As Tom pointed out, there will have to be some limit on the number of caps transferred, just to get a bounded and not too large WCET, but that limit can probably be quite a bit larger than 1.

How many would your application need at most, and more generally speaking, what would you think is a good limit?

I reviewed all of Genode's RPC interfaces. The maximum number of Genode-capability arguments per RPC call is 2. If I represent each Genode capability by a triple of seL4 endpoint capabilities, the kernel would need to support the delegation of up to 6 seL4 caps. Regarding the interface, let me share my experience with other kernels. The receiver needs a way to declare the designated names for the received capabilities. Other kernels (such as NOVA and Fiasco.OC) allow the receiver to specify a single naturally-aligned "receive window" within the receiver's capability space. All delegated capabilities will end up within the window. In my experience, this approach is far from perfect. Since the receive window must be void of any existing capability (i.e., NOVA does not allow "overmap"), the receiver has to allocate a completely free window dimensioned (and aligned) with the maximum number of capabilities to expect, e.g., 4. If a capability comes in, it will populate the first slot of the receive window but the other 3 slots will remain empty. Because the window is polluted with a cap now, the receiver needs to allocate an entirely new window for the next IPC. Consequently, this approach tends to populate the receiver's capability space quite sparsely and wastes capability slots.

...

From my perspective, it would be much better if the receiver was able to specify a 'ReceivePath' for each individual capability. The receiver could thereby allocate each index individually instead of allocating a window of consecutive indices.
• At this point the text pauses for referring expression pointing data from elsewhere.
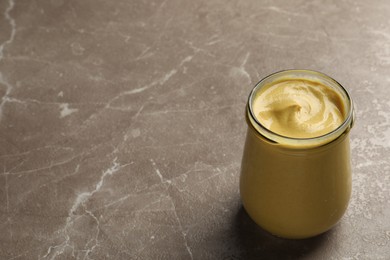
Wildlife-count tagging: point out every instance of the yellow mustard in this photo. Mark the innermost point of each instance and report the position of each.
(295, 176)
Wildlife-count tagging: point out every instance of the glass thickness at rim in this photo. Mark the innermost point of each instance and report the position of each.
(347, 123)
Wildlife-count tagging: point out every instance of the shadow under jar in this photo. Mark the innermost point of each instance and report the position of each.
(297, 186)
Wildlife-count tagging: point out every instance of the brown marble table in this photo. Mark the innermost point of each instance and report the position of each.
(122, 124)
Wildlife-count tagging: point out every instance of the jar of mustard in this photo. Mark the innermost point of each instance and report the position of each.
(296, 176)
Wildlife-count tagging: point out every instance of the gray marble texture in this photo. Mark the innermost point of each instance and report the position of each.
(122, 124)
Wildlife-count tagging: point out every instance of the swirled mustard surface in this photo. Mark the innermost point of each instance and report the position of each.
(299, 108)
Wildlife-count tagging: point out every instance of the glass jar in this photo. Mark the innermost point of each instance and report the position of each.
(296, 187)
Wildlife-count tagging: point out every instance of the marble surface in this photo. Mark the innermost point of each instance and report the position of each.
(122, 124)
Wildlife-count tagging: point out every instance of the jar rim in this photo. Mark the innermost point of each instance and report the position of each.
(346, 125)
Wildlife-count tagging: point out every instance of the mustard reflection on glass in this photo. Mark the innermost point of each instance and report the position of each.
(295, 175)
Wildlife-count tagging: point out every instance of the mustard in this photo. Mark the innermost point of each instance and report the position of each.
(295, 176)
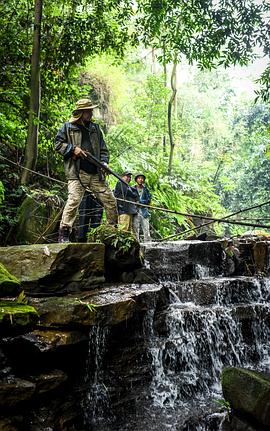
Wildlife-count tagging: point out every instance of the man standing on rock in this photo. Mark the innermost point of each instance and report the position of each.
(141, 219)
(126, 210)
(75, 140)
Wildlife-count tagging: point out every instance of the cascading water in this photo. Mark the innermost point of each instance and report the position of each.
(95, 406)
(205, 323)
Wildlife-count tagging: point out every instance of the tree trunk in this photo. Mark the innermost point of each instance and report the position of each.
(165, 85)
(31, 149)
(170, 105)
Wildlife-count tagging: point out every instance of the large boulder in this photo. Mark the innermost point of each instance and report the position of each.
(122, 251)
(107, 306)
(55, 268)
(38, 217)
(248, 393)
(9, 285)
(15, 316)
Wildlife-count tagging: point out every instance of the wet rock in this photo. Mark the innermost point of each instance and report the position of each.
(9, 284)
(108, 306)
(41, 341)
(222, 291)
(248, 392)
(183, 260)
(14, 390)
(53, 268)
(38, 217)
(45, 383)
(261, 257)
(122, 251)
(7, 424)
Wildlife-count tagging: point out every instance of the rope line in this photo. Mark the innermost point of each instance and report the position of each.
(211, 219)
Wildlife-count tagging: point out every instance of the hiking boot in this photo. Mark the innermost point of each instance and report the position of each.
(64, 233)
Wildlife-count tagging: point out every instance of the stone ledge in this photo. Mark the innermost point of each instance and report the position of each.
(55, 268)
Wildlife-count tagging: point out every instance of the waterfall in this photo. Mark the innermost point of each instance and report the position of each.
(95, 405)
(193, 343)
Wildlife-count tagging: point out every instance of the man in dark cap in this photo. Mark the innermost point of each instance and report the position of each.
(78, 137)
(126, 210)
(141, 219)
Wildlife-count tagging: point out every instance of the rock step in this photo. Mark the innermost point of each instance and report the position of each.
(222, 291)
(185, 260)
(48, 269)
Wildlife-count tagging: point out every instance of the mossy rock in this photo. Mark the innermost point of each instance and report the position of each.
(16, 315)
(122, 250)
(248, 393)
(9, 284)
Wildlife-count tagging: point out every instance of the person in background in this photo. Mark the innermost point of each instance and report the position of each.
(141, 219)
(126, 210)
(78, 137)
(90, 216)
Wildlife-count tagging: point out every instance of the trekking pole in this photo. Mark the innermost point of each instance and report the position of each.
(99, 164)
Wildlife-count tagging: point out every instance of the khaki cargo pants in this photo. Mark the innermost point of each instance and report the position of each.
(100, 190)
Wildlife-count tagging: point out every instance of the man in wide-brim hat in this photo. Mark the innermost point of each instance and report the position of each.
(141, 219)
(76, 138)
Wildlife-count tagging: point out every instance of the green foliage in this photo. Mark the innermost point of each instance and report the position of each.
(225, 404)
(22, 299)
(122, 241)
(2, 192)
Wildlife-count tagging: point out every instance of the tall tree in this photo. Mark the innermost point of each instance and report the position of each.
(31, 148)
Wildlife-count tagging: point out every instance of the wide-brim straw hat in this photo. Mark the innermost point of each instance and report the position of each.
(140, 175)
(80, 106)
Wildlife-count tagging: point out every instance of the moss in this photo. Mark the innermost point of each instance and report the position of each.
(6, 277)
(12, 313)
(123, 242)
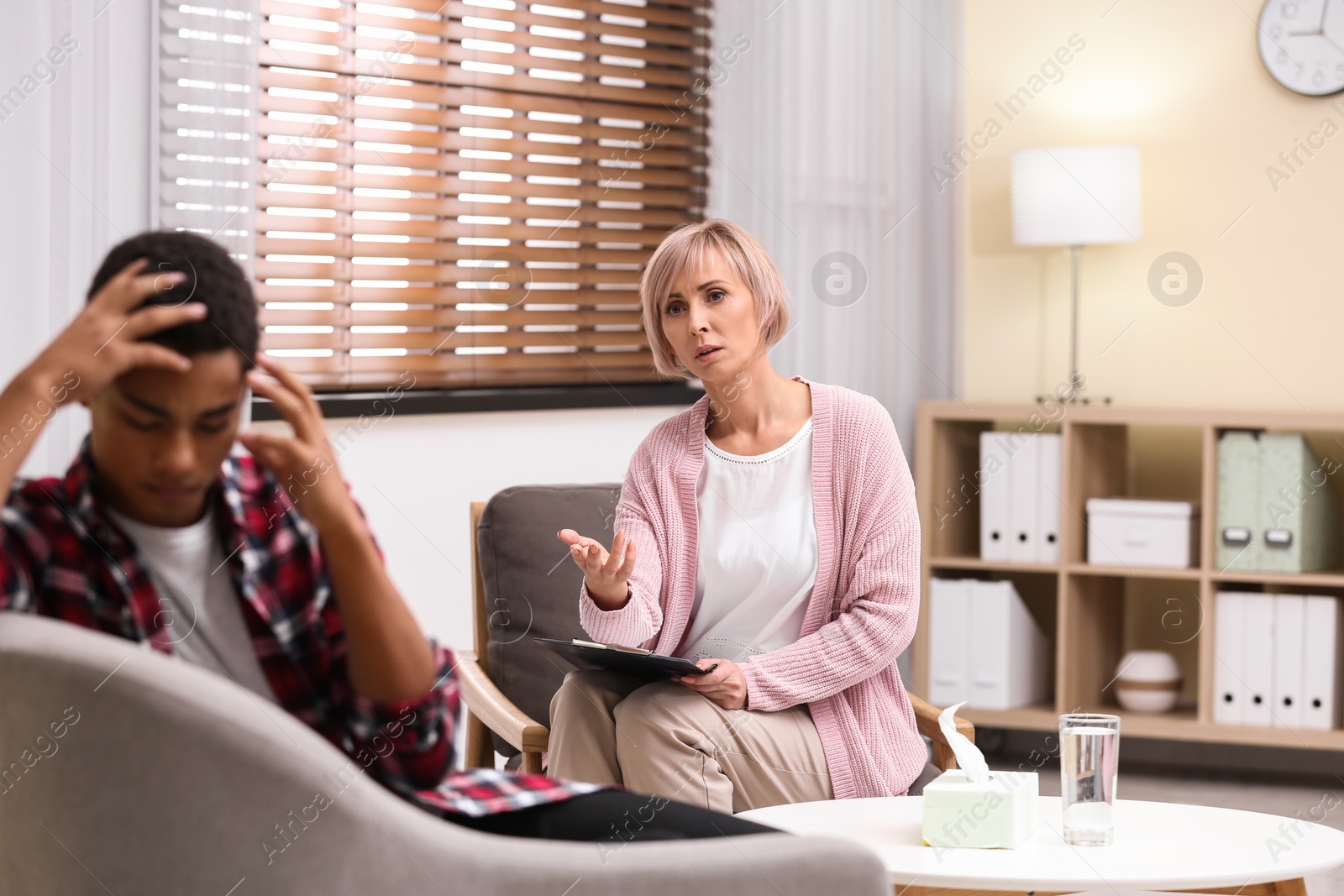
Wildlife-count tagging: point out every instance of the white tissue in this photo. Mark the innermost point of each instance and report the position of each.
(969, 758)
Thanks again for discussing my request within your group. I look forward to the outcome of it. Cheers Norman -- Dr.-Ing. Norman Feske Genode Labs http://www.genode-labs.com · http://genode.org Genode Labs GmbH · Amtsgericht Dresden · HRB 28424 · Sitz Dresden Geschäftsführer: Dr.-Ing. Norman Feske, Christian Helmuth

Gernot Heiser

11:39 a.m.

Norman, Thanks for the explanation. Yes, the receive window is very V2-ish, and has distasteful side effects. The receiver clearly needs more control. Which means that things get ore complicated when more caps are supported. I’d like to understand the specific use cases better. I accept that one cap isn’t enough, there are likely unsolvable races, which require >1 caps to be transferred atomically. My intuition is that 3 should enough to solve all fundamental problems, and anything beyond that boils down to efficiency arguments/trade-offs. Gernot

...

On 12 Feb 2015, at 22:19 , Norman Feske <norman.feske@genode-labs.com> wrote:

Hi Gerwin,

...
we’ll have an internal discussion whether we can allow more cap transfers in one IPC. I don’t remember any fundamental limitation there, but we’ll need to dig into it a bit.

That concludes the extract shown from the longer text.